Geralmente, o transtorno bipolar é mais evidente entre os 20 e 30 anos de idade, mas também pode ser diagnosticado na adolescência e também após os 70 anos. A pessoa bipolar, inicialmente apresenta uma fase depressiva, repleta de manias que gradualmente se eleva ao longo de semanas e/ou meses. Os bipolares podem apresentar quadros diferenciados, dependendo da fase em que estão, no entanto, todos demonstram alguma alteração referente ao seu lado emocional e de determinadas atitudes.

Os sintomas variam entre mudanças repentinas de diferentes sentimentos:

  • alegria excessiva, euforia inabalável mesmo diante de fatos como tragédias e más notícias.
  • sentimento de grandeza, podendo até acreditar que possui poderes ou seja muito especial, líder político, personalidade artística;
  • sente-se invencível, até mesmo imortal;
  • hiperatividade, não controla suas atitudes e se mantém o tempo todo inquietos;
  • perde o senso de perigo, podendo se envolver em atividades arriscadas;
  • mantém um comportamento de estrema desinibição e promiscuidade;
  • pensamentos incontroláveis e confusão de ideias;
  • tom de voz elevado, e ainda pode ficar cantarolando frequentemente;
  • perda de sono, ficando cada vez mais hiperativo durante todo o dia e a noite;
  • espontâneas explosões de raiva em momentos de alegria e vice versa;
  • sentimentos surreais de tristeza, desespero e baixa auto-estima;
  • cansaço, desânimo, dificuldade para dormir;
  • dificuldade em manter-se concentrado, pensamentos lentos e inibidos;
  • falta de ideias ou mesmo incompreensão das mesmas;
  • falta de memória em alguns momentos;
  • pensamentos negativos, sobre doenças ou morte ou doença.
  • falta de apetite, perda significativa de peso.
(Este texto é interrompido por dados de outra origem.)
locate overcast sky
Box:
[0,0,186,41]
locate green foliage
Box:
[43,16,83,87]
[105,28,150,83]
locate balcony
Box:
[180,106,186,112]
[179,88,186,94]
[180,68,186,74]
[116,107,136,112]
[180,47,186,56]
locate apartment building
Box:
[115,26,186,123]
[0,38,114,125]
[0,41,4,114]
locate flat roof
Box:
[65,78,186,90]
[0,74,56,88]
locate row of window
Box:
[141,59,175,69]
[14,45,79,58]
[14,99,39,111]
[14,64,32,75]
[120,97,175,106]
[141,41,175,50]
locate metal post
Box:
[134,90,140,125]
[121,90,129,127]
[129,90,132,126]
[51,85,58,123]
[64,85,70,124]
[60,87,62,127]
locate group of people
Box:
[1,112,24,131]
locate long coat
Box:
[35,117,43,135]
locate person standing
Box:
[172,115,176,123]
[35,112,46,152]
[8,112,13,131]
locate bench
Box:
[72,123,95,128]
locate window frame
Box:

Os fatores que podem despertar o transtorno bipolar são variáveis em diferentes pacientes, e a sua ainda não possui um esclarecimento definitivo. Porém, a doença costuma ser proveniente de problemas relacionados a incidentes, traumas, fortes mudanças, como a troca de emprego, residência, hábito de vida, fim de relacionamentos, morte de pessoas próximas e herança genética. Cerca de 80% dos casos de transtorno bipolar, há pacientes que possuem histórico de parente na família com o mesmo problema.
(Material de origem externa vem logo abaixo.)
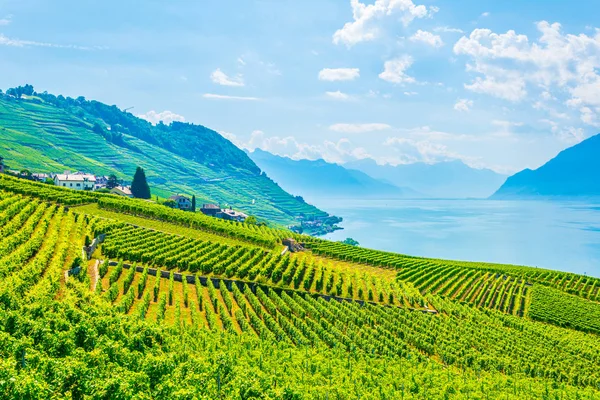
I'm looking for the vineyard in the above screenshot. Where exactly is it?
[0,178,600,399]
Atualmente, o tratamento para transtorno bipolar, é considerado como um dos mais eficazes dentro do quadro de problemas psíquicos. Ao ser aplicado o tratamento, em poucas semanas pode-se obter a reversão de um quadro grave, apesar da doença não ter cura. Muitos pacientes conseguem melhorar seu comportamento, podendo reassumir suas atividades rotineiras. São utilizados medicamentos como antipsicóticos, neurolépticos, estabilizadores de humor, anticonvulsivantes entre outros, além da inserção de terapias para melhorar o comportamento social e familiar, lembrando que todos os procedimentos devem ser administrados adequadamente pelo médico psiquiatra.